PygmalionAI / aphrodite-engine

Large-scale LLM inference engine
https://aphrodite.pygmalion.chat
GNU Affero General Public License v3.0
1.09k stars 120 forks source link

Is GGUF support broken? #281

Closed davideuler closed 1 month ago

davideuler commented 7 months ago

I try to start the service with GGUF models in RTX 4090 to test the GGUF performance. It shows error, I am not sure if the GGUF support has been broken. I start the service with the command :

python -m aphrodite.endpoints.openai.api_server  --model Mixtral_11Bx2_MoE_19B-GGUF/ --quantization gguf --port 5000 --host 0.0.0.0 --served-model-name mixtral  --disable-log-requests --gpu-memory-utilization 0.8

Error message: miniconda3/envs/fast-llm-serving/lib/python3.10/site-packages/aphrodite/common/config.py", line 136, in _verify_load_format if "MixtralForCausalLM" in architectures and load_format == "pt": TypeError: argument of type 'NoneType' is not iterable

AlpinDale commented 7 months ago

Are you on the latest release or building from source?

Aphrodite now accepts direct .gguf files, so please don't convert if you're building from source.

AlpinDale commented 7 months ago

Can confirm that I can run the same model (Q4_K_M) on the latest build by supplying the .gguf file.

davideuler commented 7 months ago

Are you on the latest release or building from source?

Aphrodite now accepts direct .gguf files, so please don't convert if you're building from source.

I am on the latest release version v0.4.9. I'll try to run it by building from current source.

davideuler commented 7 months ago

I've build the package from latest source. And gguf models does not work on my RTX 4090.

For GPTQ and AWQ models, it works like a charm. Aphrodite engine is the fastest inference engine in my test across dozens of engine. Thank for the great job.
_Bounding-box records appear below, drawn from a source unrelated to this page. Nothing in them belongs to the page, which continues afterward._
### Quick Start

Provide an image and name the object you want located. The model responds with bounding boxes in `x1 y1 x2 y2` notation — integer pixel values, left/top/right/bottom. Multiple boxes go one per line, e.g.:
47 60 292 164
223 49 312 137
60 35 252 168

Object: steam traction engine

Is there anything I missed for gguf models? Do I need to prepare a special config.json or specify gguf with other parameters?

I start the model from local directory with:

python -m aphrodite.endpoints.openai.api_server  --model LHK_DPO_v1_GGUF/ -q gguf --port 5000 --host 0.0.0.0 --served-model-name mixtral  --disable-log-requests --gpu-memory-utilization 0.8

Error shows: OSError: Can't load tokenizer for 'LHK_DPO_v1_GGUF/'. If you were trying to load it from 'https://huggingface.co/models', make sure you don't have a local directory with the same name. Otherwise, make sure 'LHK_DPO_v1_GGUF/' is the correct path to a directory containing all relevant files for a LlamaTokenizerFast tokenizer.

I downloaded the gguf model from here: https://huggingface.co/owao/LHK_DPO_v1_GGUF/

Here is the folder structure:

$ ls LHK_DPO_v1_GGUF/
config.json  LHK_DPO_v1_Q8_0.gguf  README.md

Could you show the command to start gguf model on your machine, and what's the directory structure for gguf models? Thanks.

davideuler commented 7 months ago

I've got the gguf model to load, but still failed with Out Of Memory on RTX 4090 24G VRAM.

python -m aphrodite.endpoints.openai.api_server  --model LHK_DPO_v1_GGUF/LHK_DPO_v1_Q8_0.gguf -q gguf --port 5000 --host 0.0.0.0 --served-model-name mixtral --gpu-memory-utilization 0.9 --max-model-len 2048

The model file size is 13GB. I wonder why it still OOM even the VARM is 24GB, far more larger than the model file.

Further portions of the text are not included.